After the Taj Mahal we went back to our hotel.
This was a lovely little hotel nestled between two traditional Indian shops - Costa Coffee and Pizza Hut.
A quick turn around later, some of the group and I got onto a local bus to Fatehpur Sikri, also known as the Abandoned City and also known as Fattypuss (Well. By Faye and I anyway,)
Now, another little bit of trivia about me is that I didn't sleep a night through until I was 5. I was such a terrible sleeper than my parents took me to the doctor who reassured them that I probably was just one of those people who didn't need any sleep. Margaret Thatcher never slept either, said she, so perhaps I would grow up to be a highly successful women. My family always made fun of me because I claimed (probably until I was 19) that I had never been tired.

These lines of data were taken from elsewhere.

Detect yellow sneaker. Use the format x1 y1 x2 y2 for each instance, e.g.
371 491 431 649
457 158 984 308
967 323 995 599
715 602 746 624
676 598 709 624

HOWEVER, in India, on every single moving vehicle I fell asleep. Head back, mouth open, catching flies. Very attractive.
This was a blessing for me as I feel sick on buses. It was not a blessing for Faye as she also feels sick on buses.
So I slept and an hour later we arrived to the Abandoned City - the Mughal Empire's capital for the 14 years it was used until it was abandoned for lack of water. Pretty rubbish considering it took 15 years to build.
Faye and I were made to cover-up our knees which some beautifully provided pink sheets. I had a scarf in my bag that I could put on my head. I felt like a very colonial 1940s film-star. Faye did not have a scarf in her bag. She wore a t-shirt on her head.
It was hot as a bitch. And we were all hungry as a bitch.
In the last few days, to be fair to all, we had seen enough forts to last a lifetime and we were pretty forted-out. We searched and searched for food but to no avail and so we resorted to desperate measures. A huge crowd gathered as we made our purchase - a packet of 'Hide and Seek' biscuits. These were essentially a kind of Sainsbury's Basics bourbon. But in India, they were heaven. Anyway, they were essential. Some of the group were about to face hard times. In the form of a vegetarian only restaurant.
I laughed at one particular member of the group's disdain about the lack of meat.
Until the waiter told me they didn't serve beer.
Then I was laughing on the other side of my face.